Satoru Ozaki, Dan Yurovsky and Lori Levin. "How well do LSTM language models learn filler-gap dependencies?" Proceedings of SCiL 2022 ( doi).

Parasitic gaps

Yet another example is parasitic gaps. A parasitic gap always appears with another gap, as in (9). But not all sentences with two gaps have a parasitic gap, like (10); this is an across-the-board (ATB) extraction. Then there are more controversial parasitic gaps like (11); not all syntacticians think this is a parasitic gap.

Which novel did the reviewer read t before criticizing t?
Which novel did the reviewer read t and criticize t?
This is the novel that every reviewer who reads t criticizes t.

Syntactic priming is speakers' tendencies to reuse syntactic constructions recently encountered. Momma et al., 2024 show that prototypical parasitic gaps like (9) don't prime ATB examples like (10), but they do prime more controversial parasitic gaps like (11). These results could suggest humans form an abstract generalization over (9) and (11) that excludes (10). Do language models behave the same way?
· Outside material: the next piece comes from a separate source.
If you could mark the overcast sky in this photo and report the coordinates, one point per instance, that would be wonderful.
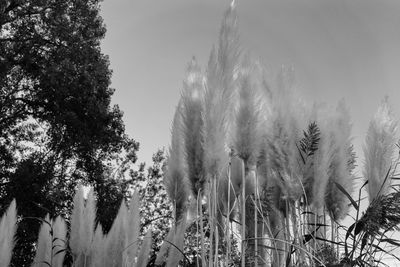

In a HSP 2025 poster (joint work with Shota Momma), we show that 12 large language models (GPT-2, GPT-Neo, DialoGPT and Mamba) don't show human-like priming effects between parasitic gaps and non-parasitic gaps. For LLMs, parasitic gaps prime parasitic gaps (9) and ATB extraction (10) alike. Parasitic gaps either don't prime examples like (11), or they do but with a reduced priming effect. This suggests that these LLMs are too sensitive to superficial similarities and differences between constructions and don't reliably form human-like generalizations.

Satoru Ozaki and Shota Momma, 2025. "Evaluating LLMs for abstract linguistic generalizations using English parasitic gaps." Poster at HSP 2025.